Ernst Corinth über Men In Black

Endlich ist es raus: Seit 1964 leben Außerirdische mitten unter uns. Die meisten davon natürlich in New York. Was manches erklärt, besonders wenn man an die verrückten Dinge denkt, die regelmäßig über den Ozean zu uns schwappen. Außerdem ist Elvis gar nicht tot, sondern nur in seine Galaxie zurückgekehrt. Michael Jackson und Sylvester Stallone sind noch hier, aber ebenfalls Aliens. Was man ja - Hand aufs Herz - den beiden eh irgendwie ansieht. Selbst der amerikanische Oppositionsführer Newt Gingrich ist ein Außerirdischer. Und Taxifahrer sowieso.

Warum wir bisher nichts davon gemerkt haben, hat einen ganz simplen Grund: In den USA, behauptet Barry Sonnenfeld in seinem Film, existiert die Geheimorganisation "Men in Black" (MIB), die seit Jahrzehnten den Kontakt zu den legal hier lebenden Aliens regelt und illegale Einwanderer aus dem All mittels modernster Waffentechnik in Sternenschrott verwandelt. Ihre Informationen beziehen die MIB-Agenten vor allem aus Klatsch- und Sensationsblättern, die ja auch bei uns gern mit Meldungen über außerirdische Phänomene, die Auflage zu steigern versuchen. Und wenn ein Kontakt gemeldet oder ein UFO mal wieder gesichtet wird, kommen sofort die Herren Agenten in Schwarz, untersuchen den Fall und löschen dabei bei den Zeugen die Erinnerung an solche Begegnungen der Dritten Art durch einen sogenannten Neuralyzer völlig aus.
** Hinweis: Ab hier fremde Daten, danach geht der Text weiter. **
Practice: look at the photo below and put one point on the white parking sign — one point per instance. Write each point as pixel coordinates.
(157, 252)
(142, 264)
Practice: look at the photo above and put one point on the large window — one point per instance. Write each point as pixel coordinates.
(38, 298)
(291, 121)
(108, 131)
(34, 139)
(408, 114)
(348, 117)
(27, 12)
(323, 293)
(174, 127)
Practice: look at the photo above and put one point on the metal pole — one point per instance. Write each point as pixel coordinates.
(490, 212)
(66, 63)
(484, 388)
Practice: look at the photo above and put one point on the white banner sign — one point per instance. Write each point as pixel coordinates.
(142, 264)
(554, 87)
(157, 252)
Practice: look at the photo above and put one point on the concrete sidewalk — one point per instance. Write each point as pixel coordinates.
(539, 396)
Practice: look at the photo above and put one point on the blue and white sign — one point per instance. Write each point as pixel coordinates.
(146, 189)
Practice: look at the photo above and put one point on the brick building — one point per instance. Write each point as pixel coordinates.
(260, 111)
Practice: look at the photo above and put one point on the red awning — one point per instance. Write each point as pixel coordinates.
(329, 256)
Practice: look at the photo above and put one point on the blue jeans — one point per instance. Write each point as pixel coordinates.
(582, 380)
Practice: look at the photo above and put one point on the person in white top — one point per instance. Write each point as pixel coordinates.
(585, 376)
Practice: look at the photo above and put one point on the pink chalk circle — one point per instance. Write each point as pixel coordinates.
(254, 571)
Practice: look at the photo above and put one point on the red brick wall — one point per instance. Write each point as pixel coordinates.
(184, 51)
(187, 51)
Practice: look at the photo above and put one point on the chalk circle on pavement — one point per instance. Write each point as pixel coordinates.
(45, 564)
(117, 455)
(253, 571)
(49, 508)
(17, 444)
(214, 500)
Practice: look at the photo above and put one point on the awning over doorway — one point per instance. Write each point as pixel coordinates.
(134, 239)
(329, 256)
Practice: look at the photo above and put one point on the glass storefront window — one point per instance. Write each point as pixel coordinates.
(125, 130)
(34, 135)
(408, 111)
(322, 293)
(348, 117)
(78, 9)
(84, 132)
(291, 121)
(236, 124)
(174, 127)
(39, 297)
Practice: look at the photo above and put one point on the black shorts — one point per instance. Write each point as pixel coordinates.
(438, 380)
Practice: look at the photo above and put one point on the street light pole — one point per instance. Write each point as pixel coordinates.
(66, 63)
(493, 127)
Klingt irgendwie logisch! Ob's auch stimmt, steht zwar auf einem anderen Blatt. Aber wenn's so komisch erzählt wird, fragt man nicht nach Sinn oder Unsinn. Denn wie Regisseur Sonnenfeld uns diese absurde Geschichte auftischt, wie er mit Zitaten aus Filmen wie "Ghostbuster", "Beetlejuice" oder "Pulp Fiction" arbeitet, dabei vor keinem terrestrischen Blödsinn und exterrestrischen Schwachsinn zurückschreckt, ist tatsächlich ein herrlicher Kinospaß. Auch wenn manch aktuelle Anspielung, und davon gibt's eine ganze Menge, wohl eher für US-amerikanische Ohren bestimmt ist.

Allein das Agenten-Duo ist mit Will Smith und Tommy Lee Jones so gut besetzt, dass selbst Steven Spielbergs brüllende Computer-Dinos gegen die beiden exzellent harmonierenden Hauptdarsteller auf dem amerikanischen Kinomarkt kommerziell keine Chance gehabt haben. Und bei uns wird es wohl ähnlich laufen.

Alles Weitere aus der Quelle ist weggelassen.